Let $M$ be a finitely generated module over a principal Ideal domain $R$. Show that there exists an $R$-module homomorphism $f: R^m\rightarrow R^n$ such that $M\simeq \frac{R^n}{\operatorname{Im}(f)}$, where $\operatorname{Im}(f)$ denotes the image of $f$.
Can anyone help me to write its proof? I have no ideas about it.
On
As $M$ is finitely generated, there's some surjection $g:R^n\to M$.
Let $K$ be the kernel of $g$, so $M\cong R^n/K$.
As $R$ is a PID it is Noetherian.
A submodule of a f.g. module over a Noetherian ring is f.g.
Then $K$ is f.g., and there's some surjection $h:R^m\to K$.
Let $f=i\circ h$ where $i:K\to R^n$ is the inclusion.
Just to clarify: You are supposed to show the existence of two natural numbers $n$ and $m$ together with a map $f \colon R^m \rightarrow R^n$ such that $M \cong R^n/\text{im}(f)$. What we will show is, that $n$ can be taken as the number of generators of $M$ (works as $M$ is finitely generated) and $m$ can be taken as the number of generators of the image of $f$ (in particular we need to argue that this image is free).

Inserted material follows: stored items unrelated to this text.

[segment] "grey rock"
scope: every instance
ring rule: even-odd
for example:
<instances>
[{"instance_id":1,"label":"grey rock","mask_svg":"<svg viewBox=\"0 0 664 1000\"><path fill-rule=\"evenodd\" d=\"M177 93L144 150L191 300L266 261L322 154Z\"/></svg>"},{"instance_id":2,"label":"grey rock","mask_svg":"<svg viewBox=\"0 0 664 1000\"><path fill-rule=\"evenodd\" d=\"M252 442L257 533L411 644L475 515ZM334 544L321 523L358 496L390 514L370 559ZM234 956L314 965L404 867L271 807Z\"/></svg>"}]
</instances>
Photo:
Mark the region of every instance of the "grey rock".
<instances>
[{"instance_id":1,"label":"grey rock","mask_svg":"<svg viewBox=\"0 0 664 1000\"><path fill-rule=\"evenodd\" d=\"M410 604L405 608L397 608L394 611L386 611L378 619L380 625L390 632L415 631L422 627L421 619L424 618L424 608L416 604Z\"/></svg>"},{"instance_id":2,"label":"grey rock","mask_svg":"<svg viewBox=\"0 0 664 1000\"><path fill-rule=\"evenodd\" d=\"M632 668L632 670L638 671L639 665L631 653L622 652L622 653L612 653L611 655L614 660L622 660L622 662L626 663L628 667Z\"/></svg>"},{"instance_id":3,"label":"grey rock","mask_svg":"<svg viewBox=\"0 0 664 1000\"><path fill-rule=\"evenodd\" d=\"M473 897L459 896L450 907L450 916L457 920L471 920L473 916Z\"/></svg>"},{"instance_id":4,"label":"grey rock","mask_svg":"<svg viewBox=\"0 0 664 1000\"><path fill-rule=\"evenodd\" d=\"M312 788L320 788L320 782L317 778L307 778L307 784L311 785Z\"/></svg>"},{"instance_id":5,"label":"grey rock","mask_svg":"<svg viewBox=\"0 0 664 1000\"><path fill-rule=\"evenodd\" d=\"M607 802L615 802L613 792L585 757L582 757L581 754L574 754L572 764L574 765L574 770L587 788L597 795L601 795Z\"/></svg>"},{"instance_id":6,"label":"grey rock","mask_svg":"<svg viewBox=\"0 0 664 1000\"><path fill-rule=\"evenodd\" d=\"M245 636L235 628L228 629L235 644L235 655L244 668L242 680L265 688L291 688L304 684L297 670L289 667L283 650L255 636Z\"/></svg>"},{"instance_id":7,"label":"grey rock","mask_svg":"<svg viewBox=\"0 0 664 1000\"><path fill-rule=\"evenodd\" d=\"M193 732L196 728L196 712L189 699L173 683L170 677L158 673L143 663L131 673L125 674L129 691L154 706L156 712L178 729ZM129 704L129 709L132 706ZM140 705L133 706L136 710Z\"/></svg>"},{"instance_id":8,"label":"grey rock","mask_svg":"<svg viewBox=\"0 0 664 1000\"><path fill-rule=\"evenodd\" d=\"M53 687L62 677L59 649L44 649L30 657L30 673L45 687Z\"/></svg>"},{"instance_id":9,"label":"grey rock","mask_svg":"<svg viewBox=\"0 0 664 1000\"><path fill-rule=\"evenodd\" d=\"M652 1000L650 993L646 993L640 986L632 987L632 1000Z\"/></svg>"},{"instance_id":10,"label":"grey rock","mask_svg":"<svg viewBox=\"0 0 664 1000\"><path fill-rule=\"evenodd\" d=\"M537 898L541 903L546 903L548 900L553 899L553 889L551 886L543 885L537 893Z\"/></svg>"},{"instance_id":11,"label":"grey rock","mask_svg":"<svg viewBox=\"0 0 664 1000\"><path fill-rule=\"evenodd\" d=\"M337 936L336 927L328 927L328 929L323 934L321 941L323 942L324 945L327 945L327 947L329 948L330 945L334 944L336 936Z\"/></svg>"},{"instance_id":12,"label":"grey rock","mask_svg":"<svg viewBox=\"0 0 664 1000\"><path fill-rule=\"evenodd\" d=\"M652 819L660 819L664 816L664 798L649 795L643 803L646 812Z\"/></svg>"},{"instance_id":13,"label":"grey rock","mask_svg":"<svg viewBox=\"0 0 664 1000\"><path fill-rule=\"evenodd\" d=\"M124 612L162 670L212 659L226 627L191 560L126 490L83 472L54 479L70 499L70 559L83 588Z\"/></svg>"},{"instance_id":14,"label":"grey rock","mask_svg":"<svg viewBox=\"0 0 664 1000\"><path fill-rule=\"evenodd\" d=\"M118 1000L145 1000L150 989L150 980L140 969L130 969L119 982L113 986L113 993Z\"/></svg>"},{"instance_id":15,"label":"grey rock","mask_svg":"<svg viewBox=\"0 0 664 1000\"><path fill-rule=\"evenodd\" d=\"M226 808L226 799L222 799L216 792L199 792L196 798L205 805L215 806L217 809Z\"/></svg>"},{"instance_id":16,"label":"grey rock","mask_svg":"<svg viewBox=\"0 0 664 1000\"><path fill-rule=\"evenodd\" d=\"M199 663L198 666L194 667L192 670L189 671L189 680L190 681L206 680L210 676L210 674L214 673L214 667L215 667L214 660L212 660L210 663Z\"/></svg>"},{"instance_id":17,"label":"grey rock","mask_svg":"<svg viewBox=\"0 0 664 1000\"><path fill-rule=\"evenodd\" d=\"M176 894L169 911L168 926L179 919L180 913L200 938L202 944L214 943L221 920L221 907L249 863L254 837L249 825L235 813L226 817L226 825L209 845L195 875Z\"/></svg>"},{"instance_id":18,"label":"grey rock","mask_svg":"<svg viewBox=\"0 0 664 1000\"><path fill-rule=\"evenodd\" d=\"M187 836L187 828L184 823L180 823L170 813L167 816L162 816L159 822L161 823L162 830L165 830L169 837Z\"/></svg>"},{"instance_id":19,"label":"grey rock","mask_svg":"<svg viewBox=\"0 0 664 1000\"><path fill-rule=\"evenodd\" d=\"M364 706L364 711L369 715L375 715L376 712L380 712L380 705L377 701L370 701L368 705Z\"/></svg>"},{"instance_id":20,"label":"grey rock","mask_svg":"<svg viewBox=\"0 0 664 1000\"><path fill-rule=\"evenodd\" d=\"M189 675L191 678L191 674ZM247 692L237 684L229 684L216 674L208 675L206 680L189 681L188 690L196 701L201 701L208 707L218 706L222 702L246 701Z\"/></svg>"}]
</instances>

Since $M$ is finitely generated, say by $n$ elements, we have a surjection $g \colon R^n \rightarrow M$ and therefore we get $M \cong R^n/\text{ker}(g)$. Now the kernel is a submodule of a free module over a pid and therefore free of say rank $m$. Thus there is a morphism $f \colon R^m \rightarrow R^n$ given by the composition of the isomorphism of the kernel to $R^m$ and the inclusion $i \colon \text{ker}(g) \rightarrow R^n$, such that $M \cong R^n/\text{im}(f)$.